Chess - "Elo" of random play?

post by Shankar Sivarajan (shankar-sivarajan) · 2025-05-07T02:18:18.498Z · LW · GW · 10 comments

This is a link post for

This is a question post.

Contents

  Answers
    17 winstonBosan
    5 polytope
    5 Lao Mein
    3 Omne
None
10 comments

I'm interested in a measure of  chess-playing ability that doesn't depend on human players, and while perfect play would be the ideal reference, as long as chess remains unsolved, the other end of the spectrum, the engine whose algorithm is "list all legal moves and uniformly at random pick one of them," seems the natural choice.

 I read that the formula for Elo rating  is scaled so that, with some assumptions of transitivity of winning odds,   so it's trivial to convert probability to Elo rating, and my question is roughly equivalent to "What is the probability of victory of random play against, say, Stockfish 17?"  If the Elo is close to 0[1], that makes  the probability around  (estimating Stockfish 17's Elo to be 3600). Eyeballing the y-intercept of this plot of lc0's Elo vs. number of games of self-play, it looks something like 150–300 (lots of uncertainty). Does that sound reasonable?

I understand the probability of victory against the best modern engines is probably too small to accurately measure directly, so you would have to construct weaker/noisier engines and step down in increments of a few hundred Elo. Has anyone done this?

  1. ^

    I don't see an a priori reason to expect it would be.

Answers

answer by winstonBosan · 2025-05-07T14:27:44.158Z · LW(p) · GW(p)

TLDR: random is roughly 477 elo. (See details and caveats below)

See link, where someone matches weird chess algos against various dilutions of stockfish (stockfish at lvl n with x% of random move mixed in). So this elo is of course, relative to various stockfish dilutions at the time of recording.
https://www.youtube.com/watch?v=DpXy041BIlA

comment by Shankar Sivarajan (shankar-sivarajan) · 2025-05-07T14:43:05.358Z · LW(p) · GW(p)

various dilutions of stockfish

This is precisely what I was looking for! Thanks. (I was actually imaging various amounts of noise being added to the weights of the evaluation neural net, but this is probably close enough.)
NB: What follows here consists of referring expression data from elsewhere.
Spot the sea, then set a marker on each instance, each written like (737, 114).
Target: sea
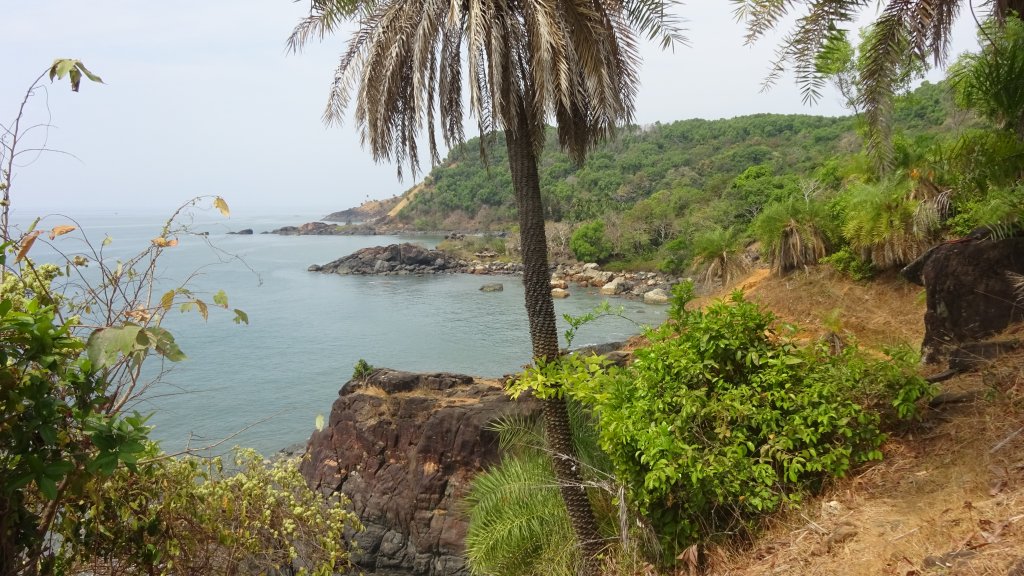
(263, 384)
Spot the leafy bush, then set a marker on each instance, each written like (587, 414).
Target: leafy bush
(589, 244)
(846, 261)
(188, 516)
(719, 419)
(363, 369)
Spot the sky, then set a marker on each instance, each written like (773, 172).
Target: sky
(201, 97)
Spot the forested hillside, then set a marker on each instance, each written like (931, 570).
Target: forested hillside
(690, 157)
(691, 195)
(693, 158)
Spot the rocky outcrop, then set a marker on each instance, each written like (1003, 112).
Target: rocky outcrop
(309, 229)
(972, 291)
(411, 258)
(369, 210)
(392, 259)
(403, 448)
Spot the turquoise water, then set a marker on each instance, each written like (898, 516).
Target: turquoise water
(266, 382)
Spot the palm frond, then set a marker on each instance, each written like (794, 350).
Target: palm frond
(518, 525)
(719, 255)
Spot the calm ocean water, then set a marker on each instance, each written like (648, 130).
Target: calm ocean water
(267, 381)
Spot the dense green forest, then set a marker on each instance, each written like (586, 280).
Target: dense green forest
(689, 195)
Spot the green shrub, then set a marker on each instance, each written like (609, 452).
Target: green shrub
(719, 419)
(846, 261)
(363, 369)
(589, 243)
(189, 516)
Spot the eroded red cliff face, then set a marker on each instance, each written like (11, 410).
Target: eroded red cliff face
(403, 448)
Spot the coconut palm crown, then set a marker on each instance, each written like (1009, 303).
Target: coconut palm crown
(527, 62)
(919, 29)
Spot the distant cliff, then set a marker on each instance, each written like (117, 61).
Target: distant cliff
(369, 210)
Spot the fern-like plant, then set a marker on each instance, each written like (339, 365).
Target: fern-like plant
(793, 234)
(884, 224)
(516, 524)
(719, 255)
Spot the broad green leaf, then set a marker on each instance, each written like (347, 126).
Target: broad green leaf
(167, 300)
(204, 311)
(163, 342)
(87, 73)
(27, 243)
(104, 344)
(219, 204)
(220, 298)
(48, 487)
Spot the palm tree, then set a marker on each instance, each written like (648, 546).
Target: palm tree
(920, 28)
(527, 62)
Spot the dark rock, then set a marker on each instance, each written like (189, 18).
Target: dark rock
(403, 448)
(971, 294)
(395, 258)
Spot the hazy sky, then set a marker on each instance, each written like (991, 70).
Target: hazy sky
(201, 97)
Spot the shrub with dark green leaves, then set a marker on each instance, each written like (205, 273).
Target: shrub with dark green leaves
(589, 243)
(720, 419)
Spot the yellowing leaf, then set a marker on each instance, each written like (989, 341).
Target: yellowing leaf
(160, 242)
(27, 243)
(220, 298)
(219, 204)
(167, 300)
(60, 231)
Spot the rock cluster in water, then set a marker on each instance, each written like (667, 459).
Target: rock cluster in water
(652, 288)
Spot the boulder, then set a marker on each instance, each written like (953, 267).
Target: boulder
(655, 296)
(616, 286)
(395, 258)
(971, 291)
(403, 448)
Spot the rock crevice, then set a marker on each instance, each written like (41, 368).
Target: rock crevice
(403, 448)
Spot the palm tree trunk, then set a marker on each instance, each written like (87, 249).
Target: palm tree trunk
(544, 335)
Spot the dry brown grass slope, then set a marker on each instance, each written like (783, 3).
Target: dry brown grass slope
(947, 499)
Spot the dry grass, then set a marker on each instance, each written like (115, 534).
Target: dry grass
(884, 312)
(948, 497)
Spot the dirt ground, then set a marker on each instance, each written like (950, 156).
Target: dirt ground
(948, 497)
comment by Veedrac · 2025-05-08T18:55:14.788Z · LW(p) · GW(p)

Consider as a near-limiting case, imagine an engine that before the game began flipped a coin. On heads, it plays the game as Stockfish. On tails, it plays the game as Worstfish. What is this engine's ELO?

I'm short of time to go into details but this should help illustrate why one should be careful treating ELO as a well defined space rather than a local approximation that's empirically useful for computationally-limited players.

answer by polytope · 2025-05-08T12:41:04.623Z · LW(p) · GW(p)

One thing that's worth keeping in mind with exercises like this is that while you can do this in various ways and get some answers, the answers you get may depend nontrivially on how you construct the intermediate ladder of opponents. 

For example, attempts to calibrate human and computer Elo ratings scales often do place top computers around the 3500ish area, and one of the other answers given has indicated by a particular ladder of intermediates that random would then be at 400-500 Elo given that. But there are also human players who are genuinely rated 400-500 Elo on servers whose Elo ratings are also approximately transitively self-consistent within that server. These players can still play Chess - e.g. know how pieces move, and can see captures and move pieces to execute those captures vastly better than chance, etc. I would not be surprised to see such a player consistently destroy a uniform random Chess player. Random play is really, really bad. So there's a good chance here that we would see a significant nonlinearity/nontransitivity in Elo ratings, such that there isn't any one consistent rating that we can assign to random play relative to Stockfish.

A good way of framing this conceptually is to say that Elo is NOT a fundamental truth about reality, rather it's an imperfect model that we as humans invented that depending on the situation may work anywhere from poorly to okay to amazingly good at approximating an underlying reality.

In particular, the Elo model makes a very strong "linearity-like" assumption: that if A beats B with expected odds a:b, and B beats C with expected odds b:c, then A will beat C with expected odds of precisely a:c. (where draws are treated as a half point of each player beating the other, i.e. mathematically equivalent in expectation to if you were to resolve all draws by fair coin flip to determine the winner), and then given the way rating is defined from there, this linearity in odds then implies that the expected score between players follows precisely a sigmoid function f(x) = 1/(1+exp(-x)) of their rating difference up to constant scaling.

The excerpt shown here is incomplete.